More worryingly, the woodland edges’ warmer climate speeds up the Black archer’s life cycle while slowing down that of the larvae which normally hatches on the forest floor.
8. Rufous-Capped Motmot
A study of the impact of edge effect on habitat suitability showed that the Rufous-Capped Motmot, scientifically referred to as bayiphtengus ruficapillus, has a tendency to avoid forest edges.
As such, increased deforestation, which in turn increased woodland edges, has led to a steady decline in this bird species population, especially in the Paraguayan and Argentinian Atlantic Forest.
This huge and colorful bird is accustomed to living in the dense forage of the Atlantic Forests.
It feeds on insect species found inside the forest and it customarily burrows in breeding nests in deep first-growth forest grounds.

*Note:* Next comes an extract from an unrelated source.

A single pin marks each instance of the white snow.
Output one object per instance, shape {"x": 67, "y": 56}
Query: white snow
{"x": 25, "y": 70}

Therefore, the Rufous-capped Motmot cannot thrive in the open spaces of forest edges due to limited food sources and open ground cover, causing a significant threat to its population on account of increased deforestation.
In sum, edge effects are alterations in characteristics of specific biodiversity experienced at the boundary of two distinct environments.
Edge effects disrupt continuity in these habitats, ultimately affecting the range of species available and altering the biodiversity.
These changes are caused by an increased flow of physical variables including sunlight, wind, noise, and predators.
Some notable examples of edge effects include the King Road/Kerncliff Forest in Burlington, increased edge avoidance by the Rufous-Capped Motmot in the Atlantic forest, and increased deforestation, thus edge damage, of the Amazon Rainforest.